In the Guides category of the SonarSource Community forum you might find instructions on generating these reports.

 
HTH,
Ann

Ok, so when you refer to a “test report”, you mean the “lcov.info” file. We only generate the one, combining unit test results from both javascript and typescript tests.

Ok, now I’ve rerun the scan with the following (some company-specific properties and the token removed):

sonar-scanner -Dsonar.typescript.node=/opt/app/bin/node -Dsonar.nodejs.executable=/opt/app/bin/node \
-Dsonar.token=... -Dsonar.branch.name= -Dsonar.projectKey=... -Dsonar.projectName=... \
-Dsonar.sources=src/components/,src/api/,src/models/mappers/,src/utils/ -Dsonar.tests=src \
'-Dsonar.test.inclusions=**/*.spec.tsx' -Dsonar.log.level=DEBUG -Dsonar.verbose=true \
'-Dsonar.exec.maxBuffer=1024 * 1024'

Unsurprisingly, the resulting SonarQube project has 0% coverage, but over 18k lines to cover. It has no unit tests.

I also note there are many lines like this:

DEBUG: 'src/api/Api.spec.tsx' indexed as test with language 'ts'

I note that I don’t find any lines like this with language “js”, and I realize now that all of the “spec.js” files are in folders that are NOT in the list of folders in the “sonar.sources” list, so that means we’re intending to exclude all of the javascript tests.

I also note that after the block of “indexed as test” lines, there are a bunch of lines that appear to refer to SonarQube plugins. Some of them say “skipped because there is no related file in current project”, which is understandable. Some of them say instead “skipped because one of the required properties is missing”, including “SonarTS Coverage”. That seems pretty significant to me, but it doesn’t say WHICH required properties are missing. I figure at least “sonar.typescript.lcov.reportPaths” would be required, so I’m adding that back (but not the javascript one) and rerunning the build.

Well, I have a clue, but I still don’t understand why it’s failing.

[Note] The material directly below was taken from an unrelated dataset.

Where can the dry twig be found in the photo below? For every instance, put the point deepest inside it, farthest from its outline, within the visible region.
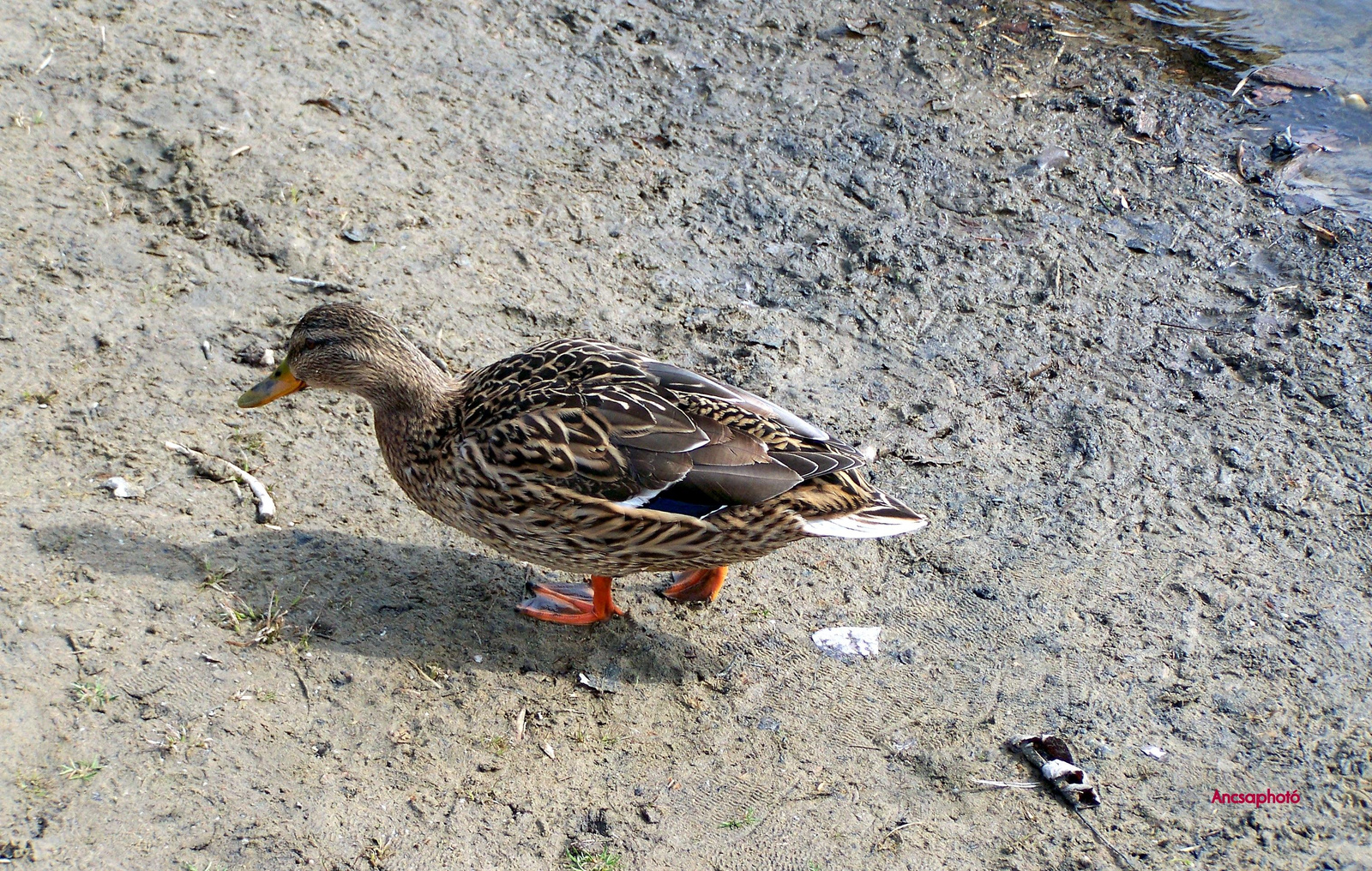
(226, 471)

I finally noticed a line like the following in the build:

WARN: Could not resolve 243 file paths in [/opt/app/.../coverage/lcov.info], \
first unresolved path: /home/.../src/api/Api.tsx

Note that there is a symbolic link from /home/… to /opt/app/… , so that unresolved path does exist, but for some reason SonarTS is not properly evaluating a symbolic link.

When I run “pwd” just before the sonar-scanner call, it says we’re in the “/opt/app/…” path.

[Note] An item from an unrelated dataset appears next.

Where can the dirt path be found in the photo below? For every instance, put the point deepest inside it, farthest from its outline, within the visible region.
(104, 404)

I note that the tests run within a container that provides “yarn”, but the sonar-scanner call is run outside of that container. I have no idea whether that’s relevant.

I would imagine that this is relevant: "Sensor SonarTS Coverage" fails to match path with symbolic link .

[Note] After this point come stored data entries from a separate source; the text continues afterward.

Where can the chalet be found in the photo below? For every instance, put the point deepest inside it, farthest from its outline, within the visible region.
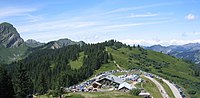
(110, 80)
(145, 95)
(125, 87)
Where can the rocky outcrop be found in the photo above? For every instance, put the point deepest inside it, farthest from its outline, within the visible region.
(9, 37)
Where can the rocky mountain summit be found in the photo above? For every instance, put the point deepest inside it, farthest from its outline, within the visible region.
(9, 37)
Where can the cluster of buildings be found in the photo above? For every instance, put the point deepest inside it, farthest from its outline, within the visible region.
(106, 81)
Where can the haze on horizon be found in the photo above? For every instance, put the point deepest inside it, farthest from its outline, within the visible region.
(130, 21)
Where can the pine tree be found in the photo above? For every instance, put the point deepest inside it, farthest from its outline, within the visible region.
(23, 84)
(6, 87)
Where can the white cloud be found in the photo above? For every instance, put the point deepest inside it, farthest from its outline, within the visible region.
(190, 16)
(15, 11)
(142, 15)
(161, 42)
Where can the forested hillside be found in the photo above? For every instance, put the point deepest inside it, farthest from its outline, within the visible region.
(49, 69)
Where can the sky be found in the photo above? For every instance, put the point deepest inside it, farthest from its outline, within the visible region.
(144, 22)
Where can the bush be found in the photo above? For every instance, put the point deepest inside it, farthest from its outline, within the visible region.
(135, 92)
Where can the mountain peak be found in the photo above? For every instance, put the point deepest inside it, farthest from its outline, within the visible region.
(33, 43)
(9, 37)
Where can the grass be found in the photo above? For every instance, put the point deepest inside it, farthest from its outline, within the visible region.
(176, 70)
(151, 88)
(77, 63)
(166, 87)
(120, 73)
(106, 67)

I haven’t yet tried to use the workaround advised there. What I did do, however, is implement a hack post-processing step that does a sed replacement on the lcov.info file, changing all the “/home/…” paths to “/opt/app/…” paths. This gets me closer. I now have 76.5% coverage, which is a little below what we had before the upgrade, but this hasn’t been working for a month or so, so I imagine some developer discipline slipped a bit. However, although it shows coverage, it still doesn’t show any unit tests. In the sonar-scanner command line, I have these:

-Dsonar.tests=src '-Dsonar.test.inclusions=**/*.spec.tsx'

And in the build output, I still see lots of lines like:

'src/api/Api.spec.tsx' indexed as test with language 'ts'

So why aren’t the unit tests shown in the resulting project?

I believe I have a solution for the unit tests issue. I’m setting up to use the “jest-sonar-reporter” and the “sonar.testExecutionReportPaths” property. I would really like to understand the problem with the paths in the lcov.info file. I don’t like the hack I had to implement.

Hi,

I think that bug report you cited probably identifies the problem. It has been overlooked to date probably because it wasn’t tagged with the language. I’ve fixed that, so hopefully it’ll get picked up soon.

The only remaining question in my mind is whether we should be supporting sym links or we need to document that we don’t.

 
Ann

For the record, except for the concern I have about the symlink paths, I now have everything working. I’ve isolated the paths conversion stuff into a method that I can remove if this is ever fixed, although that will likely be with SonarQube 8.1, where lots of other things will change anyway (like moving from SonarTS to SonarJS).